Estudos comprovam que apenas com a redução de peso corporal entre 5 e 10% (em pessoas com excesso de peso), é possível diminuir o risco de desenvolver diabetes para metade.

A atividade física é uma forma eficaz de prevenir complicações da diabetes e de controlar os níveis de glicemia, pois vai estimular a produção de insulina e facilitar o seu transporte para as células.
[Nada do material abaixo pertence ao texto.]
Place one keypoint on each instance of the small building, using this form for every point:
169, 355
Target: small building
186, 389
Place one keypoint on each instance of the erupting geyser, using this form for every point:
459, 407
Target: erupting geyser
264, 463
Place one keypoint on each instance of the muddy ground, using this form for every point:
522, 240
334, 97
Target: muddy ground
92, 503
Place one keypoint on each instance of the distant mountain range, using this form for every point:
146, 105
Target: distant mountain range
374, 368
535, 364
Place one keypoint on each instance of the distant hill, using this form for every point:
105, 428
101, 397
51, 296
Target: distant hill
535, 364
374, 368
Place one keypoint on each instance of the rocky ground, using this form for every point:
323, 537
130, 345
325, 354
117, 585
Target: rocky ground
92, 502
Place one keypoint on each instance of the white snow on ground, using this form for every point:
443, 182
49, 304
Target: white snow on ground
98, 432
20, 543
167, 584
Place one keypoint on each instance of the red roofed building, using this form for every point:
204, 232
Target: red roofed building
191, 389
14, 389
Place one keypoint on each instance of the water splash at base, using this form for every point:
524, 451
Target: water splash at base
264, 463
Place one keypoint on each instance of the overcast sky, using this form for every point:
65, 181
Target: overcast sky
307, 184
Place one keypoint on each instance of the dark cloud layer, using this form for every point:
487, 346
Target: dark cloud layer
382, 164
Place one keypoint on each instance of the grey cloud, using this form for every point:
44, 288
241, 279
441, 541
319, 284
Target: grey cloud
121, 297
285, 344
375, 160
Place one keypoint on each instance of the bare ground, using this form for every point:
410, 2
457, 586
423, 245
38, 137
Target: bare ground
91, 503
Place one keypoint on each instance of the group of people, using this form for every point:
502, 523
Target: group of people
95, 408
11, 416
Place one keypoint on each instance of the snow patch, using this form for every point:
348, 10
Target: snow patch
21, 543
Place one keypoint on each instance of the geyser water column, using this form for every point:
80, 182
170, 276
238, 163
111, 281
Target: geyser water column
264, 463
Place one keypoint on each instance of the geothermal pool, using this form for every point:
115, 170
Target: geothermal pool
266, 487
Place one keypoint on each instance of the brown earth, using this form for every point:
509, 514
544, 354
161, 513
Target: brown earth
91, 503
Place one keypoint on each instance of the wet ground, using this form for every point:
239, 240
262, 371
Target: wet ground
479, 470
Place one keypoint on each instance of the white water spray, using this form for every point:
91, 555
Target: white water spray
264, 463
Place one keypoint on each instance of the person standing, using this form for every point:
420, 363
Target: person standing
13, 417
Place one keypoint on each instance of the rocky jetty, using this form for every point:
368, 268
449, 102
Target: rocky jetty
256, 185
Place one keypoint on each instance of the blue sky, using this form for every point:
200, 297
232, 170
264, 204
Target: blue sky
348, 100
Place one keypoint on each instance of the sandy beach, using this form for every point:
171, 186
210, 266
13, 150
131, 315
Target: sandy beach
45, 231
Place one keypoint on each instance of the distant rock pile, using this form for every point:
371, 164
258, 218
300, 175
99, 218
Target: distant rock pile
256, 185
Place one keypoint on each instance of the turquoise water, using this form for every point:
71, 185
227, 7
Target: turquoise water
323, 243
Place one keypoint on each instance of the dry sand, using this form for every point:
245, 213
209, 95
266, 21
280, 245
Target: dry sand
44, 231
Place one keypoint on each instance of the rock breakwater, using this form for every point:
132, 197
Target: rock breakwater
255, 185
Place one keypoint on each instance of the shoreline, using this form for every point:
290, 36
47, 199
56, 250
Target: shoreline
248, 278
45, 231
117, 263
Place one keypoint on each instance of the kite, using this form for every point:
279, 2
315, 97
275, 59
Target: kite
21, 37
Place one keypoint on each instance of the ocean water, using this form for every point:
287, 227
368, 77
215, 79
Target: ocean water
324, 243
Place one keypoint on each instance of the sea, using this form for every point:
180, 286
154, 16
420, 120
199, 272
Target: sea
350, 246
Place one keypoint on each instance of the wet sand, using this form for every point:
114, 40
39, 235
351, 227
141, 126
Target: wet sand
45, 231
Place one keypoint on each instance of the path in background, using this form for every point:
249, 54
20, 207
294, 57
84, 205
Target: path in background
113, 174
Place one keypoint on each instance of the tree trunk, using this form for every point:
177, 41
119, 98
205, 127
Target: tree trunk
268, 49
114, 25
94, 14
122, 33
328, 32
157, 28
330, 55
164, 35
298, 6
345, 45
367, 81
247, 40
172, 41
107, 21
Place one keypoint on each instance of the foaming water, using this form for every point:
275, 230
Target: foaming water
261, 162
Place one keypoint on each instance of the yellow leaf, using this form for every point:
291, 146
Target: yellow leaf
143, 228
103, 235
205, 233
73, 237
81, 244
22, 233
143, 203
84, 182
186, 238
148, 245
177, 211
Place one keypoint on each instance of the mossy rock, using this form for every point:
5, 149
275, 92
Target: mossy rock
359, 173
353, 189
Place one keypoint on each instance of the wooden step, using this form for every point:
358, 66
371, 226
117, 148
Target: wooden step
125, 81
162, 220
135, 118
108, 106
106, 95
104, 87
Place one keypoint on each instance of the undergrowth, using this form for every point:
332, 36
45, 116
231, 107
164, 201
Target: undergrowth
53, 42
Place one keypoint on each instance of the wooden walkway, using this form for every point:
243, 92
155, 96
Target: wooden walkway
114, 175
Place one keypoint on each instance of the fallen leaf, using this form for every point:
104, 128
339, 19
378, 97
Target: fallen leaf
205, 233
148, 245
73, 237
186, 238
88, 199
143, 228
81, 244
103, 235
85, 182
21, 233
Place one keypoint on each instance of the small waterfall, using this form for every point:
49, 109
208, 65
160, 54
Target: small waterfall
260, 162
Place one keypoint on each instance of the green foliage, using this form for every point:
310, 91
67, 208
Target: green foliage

Além disso, a atividade física vai melhorar a sua condição cardiovascular geral.

Assim, as medidas de prevenção e/ou controlo para as diabetes tipo 1 e tipo 2 devem, sempre que possível, incluir:

  • a prática de exercício físico regular e a promoção de um estilo de vida activo;
  • a opção por uma dieta equilibrada em termos de contagem de calorias e na qualidade dos alimentos;
  • se necessário, procurar perder peso e gordura localizada com especial foco na gordura abdominal;
  • deixar de fumar e reduzir substancialmente o consumo de bebidas alcoólicas;
  • a redução da pressão arterial e regulação dos níveis de colesterol;
  • a realização de exames oftálmicos de rotina;
  • o cuidado com a higiene oral e da saúde dentária;
  • se necessário, iniciar a terapêutica com insulinoterapia.

Felizmente, é hoje em dia possível viver uma vida longa e confortável enquanto doente de diabetes, desde que cumpridas as recomendações de mudança de estilo de vida e seguida a medicação prescrita pelo médico.